At work, we have a word document that we have to edit all the time to pass on to another team, to tell them how to perform some tasks. Since I don't like mindlessly filling out data, and I always look for ways to simplify the tasks I have to do, I decided I would automate this process. After considering a few methods (such as generating a word document from scratch or editing an existing document), I decided to edit the document in-place.
I have inserted special tags into the document (specifically, they take the form [SOME_NAME_HERE]

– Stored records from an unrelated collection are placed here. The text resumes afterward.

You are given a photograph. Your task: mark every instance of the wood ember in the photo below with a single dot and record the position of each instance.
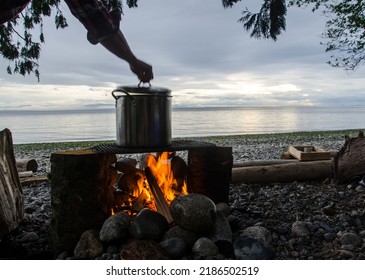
(161, 204)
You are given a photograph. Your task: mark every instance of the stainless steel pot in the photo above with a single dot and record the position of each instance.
(143, 116)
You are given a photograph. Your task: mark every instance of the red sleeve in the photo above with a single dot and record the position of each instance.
(98, 21)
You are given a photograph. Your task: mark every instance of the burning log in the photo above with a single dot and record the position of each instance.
(11, 194)
(161, 204)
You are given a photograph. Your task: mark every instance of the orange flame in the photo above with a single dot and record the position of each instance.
(162, 171)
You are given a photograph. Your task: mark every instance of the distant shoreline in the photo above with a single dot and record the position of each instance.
(218, 138)
(179, 108)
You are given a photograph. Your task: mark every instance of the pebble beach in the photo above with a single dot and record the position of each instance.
(296, 220)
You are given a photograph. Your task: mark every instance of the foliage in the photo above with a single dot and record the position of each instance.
(345, 30)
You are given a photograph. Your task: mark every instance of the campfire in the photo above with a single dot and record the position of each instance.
(90, 185)
(153, 183)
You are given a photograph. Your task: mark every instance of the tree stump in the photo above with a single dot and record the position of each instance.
(349, 163)
(209, 172)
(81, 194)
(11, 193)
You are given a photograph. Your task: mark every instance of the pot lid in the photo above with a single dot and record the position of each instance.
(144, 90)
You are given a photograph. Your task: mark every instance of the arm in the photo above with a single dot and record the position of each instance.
(103, 27)
(118, 45)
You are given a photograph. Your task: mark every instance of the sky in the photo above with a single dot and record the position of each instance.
(199, 51)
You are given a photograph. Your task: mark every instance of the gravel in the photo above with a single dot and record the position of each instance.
(306, 220)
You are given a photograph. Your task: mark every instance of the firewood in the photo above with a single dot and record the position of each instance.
(82, 194)
(161, 204)
(11, 194)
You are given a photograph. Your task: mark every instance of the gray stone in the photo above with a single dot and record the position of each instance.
(148, 224)
(224, 208)
(257, 232)
(249, 248)
(350, 238)
(175, 248)
(300, 229)
(89, 245)
(205, 247)
(222, 230)
(115, 228)
(194, 212)
(29, 237)
(142, 250)
(178, 232)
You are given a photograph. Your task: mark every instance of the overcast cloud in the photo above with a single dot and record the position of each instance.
(199, 51)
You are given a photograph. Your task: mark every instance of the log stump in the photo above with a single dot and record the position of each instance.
(82, 184)
(11, 193)
(209, 172)
(349, 163)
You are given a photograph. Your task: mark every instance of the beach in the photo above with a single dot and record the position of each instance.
(300, 220)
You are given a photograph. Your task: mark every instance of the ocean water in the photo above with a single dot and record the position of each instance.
(84, 125)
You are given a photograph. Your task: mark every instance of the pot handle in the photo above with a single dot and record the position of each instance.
(120, 90)
(116, 97)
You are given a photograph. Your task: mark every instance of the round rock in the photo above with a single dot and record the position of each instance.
(195, 212)
(258, 232)
(205, 247)
(115, 228)
(249, 248)
(148, 224)
(89, 245)
(189, 237)
(175, 248)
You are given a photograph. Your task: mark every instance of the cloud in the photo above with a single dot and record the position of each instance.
(198, 50)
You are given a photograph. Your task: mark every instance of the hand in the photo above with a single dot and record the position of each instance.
(142, 70)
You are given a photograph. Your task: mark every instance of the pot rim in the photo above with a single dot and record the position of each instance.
(144, 90)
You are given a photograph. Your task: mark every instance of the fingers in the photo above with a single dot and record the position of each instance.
(143, 71)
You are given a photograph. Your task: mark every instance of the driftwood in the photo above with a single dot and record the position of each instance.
(282, 173)
(82, 185)
(11, 194)
(26, 164)
(349, 163)
(209, 172)
(250, 163)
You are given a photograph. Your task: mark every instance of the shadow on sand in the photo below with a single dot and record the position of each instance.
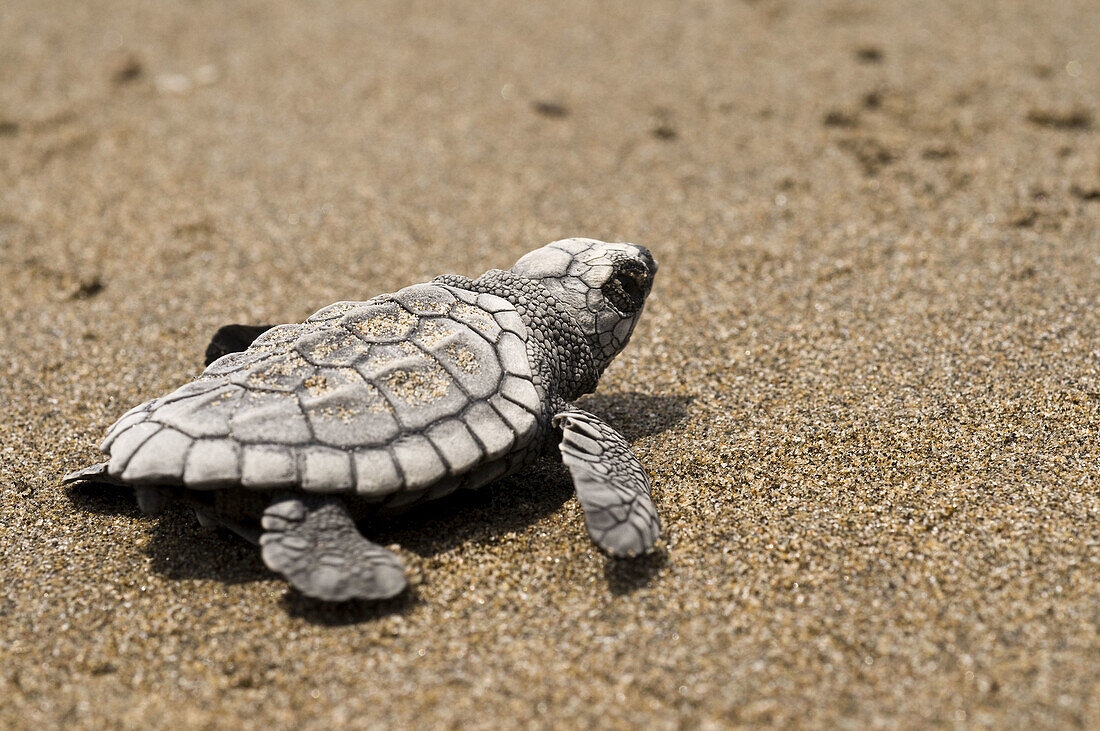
(179, 549)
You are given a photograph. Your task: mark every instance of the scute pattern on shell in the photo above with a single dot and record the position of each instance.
(400, 392)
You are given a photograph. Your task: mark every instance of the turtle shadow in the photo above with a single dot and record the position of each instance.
(102, 499)
(180, 549)
(636, 414)
(625, 576)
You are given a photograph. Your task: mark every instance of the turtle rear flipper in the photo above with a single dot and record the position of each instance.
(312, 541)
(232, 339)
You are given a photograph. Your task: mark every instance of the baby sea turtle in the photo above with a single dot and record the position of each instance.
(294, 432)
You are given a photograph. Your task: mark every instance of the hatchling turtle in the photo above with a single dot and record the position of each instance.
(294, 432)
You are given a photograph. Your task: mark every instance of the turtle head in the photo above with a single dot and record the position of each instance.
(604, 287)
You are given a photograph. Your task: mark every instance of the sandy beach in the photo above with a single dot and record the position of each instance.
(866, 387)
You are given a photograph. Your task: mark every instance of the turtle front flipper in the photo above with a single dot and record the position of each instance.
(611, 484)
(314, 542)
(232, 339)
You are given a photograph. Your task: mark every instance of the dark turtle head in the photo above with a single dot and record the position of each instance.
(604, 287)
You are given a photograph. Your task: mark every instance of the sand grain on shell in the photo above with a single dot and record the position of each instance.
(865, 386)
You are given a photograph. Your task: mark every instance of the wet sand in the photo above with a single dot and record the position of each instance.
(867, 386)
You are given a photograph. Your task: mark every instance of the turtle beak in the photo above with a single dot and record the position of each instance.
(648, 259)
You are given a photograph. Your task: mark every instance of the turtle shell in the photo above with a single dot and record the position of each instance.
(369, 398)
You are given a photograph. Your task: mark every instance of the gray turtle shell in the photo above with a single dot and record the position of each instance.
(399, 392)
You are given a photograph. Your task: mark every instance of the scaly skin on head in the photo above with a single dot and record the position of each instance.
(581, 299)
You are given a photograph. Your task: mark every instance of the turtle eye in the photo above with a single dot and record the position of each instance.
(626, 290)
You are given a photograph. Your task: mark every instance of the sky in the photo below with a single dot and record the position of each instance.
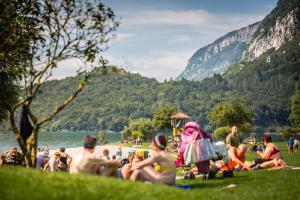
(156, 38)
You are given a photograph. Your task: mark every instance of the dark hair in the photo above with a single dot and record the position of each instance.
(267, 138)
(160, 141)
(89, 142)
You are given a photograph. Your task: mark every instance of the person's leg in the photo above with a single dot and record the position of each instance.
(203, 167)
(109, 171)
(125, 170)
(268, 164)
(145, 174)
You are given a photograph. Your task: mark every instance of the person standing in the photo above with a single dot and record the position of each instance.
(291, 145)
(296, 145)
(233, 139)
(87, 162)
(65, 160)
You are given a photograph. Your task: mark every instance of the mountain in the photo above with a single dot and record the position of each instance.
(268, 81)
(279, 27)
(216, 57)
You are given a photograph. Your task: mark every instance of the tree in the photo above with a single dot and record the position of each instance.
(62, 29)
(295, 109)
(232, 112)
(140, 127)
(101, 137)
(16, 32)
(221, 132)
(289, 132)
(162, 117)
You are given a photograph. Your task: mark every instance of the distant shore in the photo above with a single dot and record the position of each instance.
(99, 149)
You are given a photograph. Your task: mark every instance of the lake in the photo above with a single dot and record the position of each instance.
(54, 140)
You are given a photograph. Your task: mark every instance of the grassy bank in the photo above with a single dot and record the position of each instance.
(21, 183)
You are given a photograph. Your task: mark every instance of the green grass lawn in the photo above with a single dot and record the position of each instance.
(21, 183)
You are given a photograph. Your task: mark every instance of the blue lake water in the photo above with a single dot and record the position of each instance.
(54, 140)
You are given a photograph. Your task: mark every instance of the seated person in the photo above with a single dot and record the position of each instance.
(126, 171)
(165, 171)
(64, 160)
(236, 160)
(87, 162)
(271, 157)
(53, 162)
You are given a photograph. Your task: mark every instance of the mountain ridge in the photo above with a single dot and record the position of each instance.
(217, 56)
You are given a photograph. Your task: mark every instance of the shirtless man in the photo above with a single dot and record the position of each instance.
(88, 163)
(233, 139)
(237, 157)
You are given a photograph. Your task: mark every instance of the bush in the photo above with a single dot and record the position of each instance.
(289, 132)
(222, 132)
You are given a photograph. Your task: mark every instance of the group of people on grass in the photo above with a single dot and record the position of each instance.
(161, 166)
(137, 169)
(293, 144)
(269, 158)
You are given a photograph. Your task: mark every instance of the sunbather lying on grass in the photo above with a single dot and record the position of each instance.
(165, 171)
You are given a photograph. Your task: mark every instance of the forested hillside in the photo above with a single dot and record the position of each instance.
(110, 102)
(267, 80)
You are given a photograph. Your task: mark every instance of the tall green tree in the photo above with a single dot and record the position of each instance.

), and I will then parse the document for those special tags and replace them with the value I actually need. I then extract the .docx to a folder with all of the XML documents inside of it, and parse the document.xml
file, replacing the values.
During this process, depending on what is actually needed, there are sections of the document that will have to be removed from it. So my first thought was to add comments to the document.xml
file. For example:
<!-- INITIAL BUILD ONLY -->
<w:p w:rsidR="00202319" w:rsidRPr="00D00FF5" w:rsidRDefault="00202319" w:rsidP="00AC0192">
<w:r w:rsidR="00E548A2" w:rsidRPr="00D00FF5">
<w:rPr>
<w:rStyle w:val="emcfontstrong"/>
</w:rPr>
<w:t>Some text here</w:t>
</w:r>
</w:p>
<!-- END INITIAL BUILD ONLY -->
Then, when I go to generate the output word document, I would simply remove all of the sections that were "INITIAL BUILD ONLY" (unless, of course, it is the initial build).
However, the issue I am running in to is that when you convert the document back to a Word document, open in Word and save it, it will "cleanup" the document, and remove all of the comments I've added to it.
So, my question is, is there any way to preserve the comments in the document, or is there any special tags I could add to the XML that would not be visible during standard view/edit of the document, but would not be removed by Word upon a save?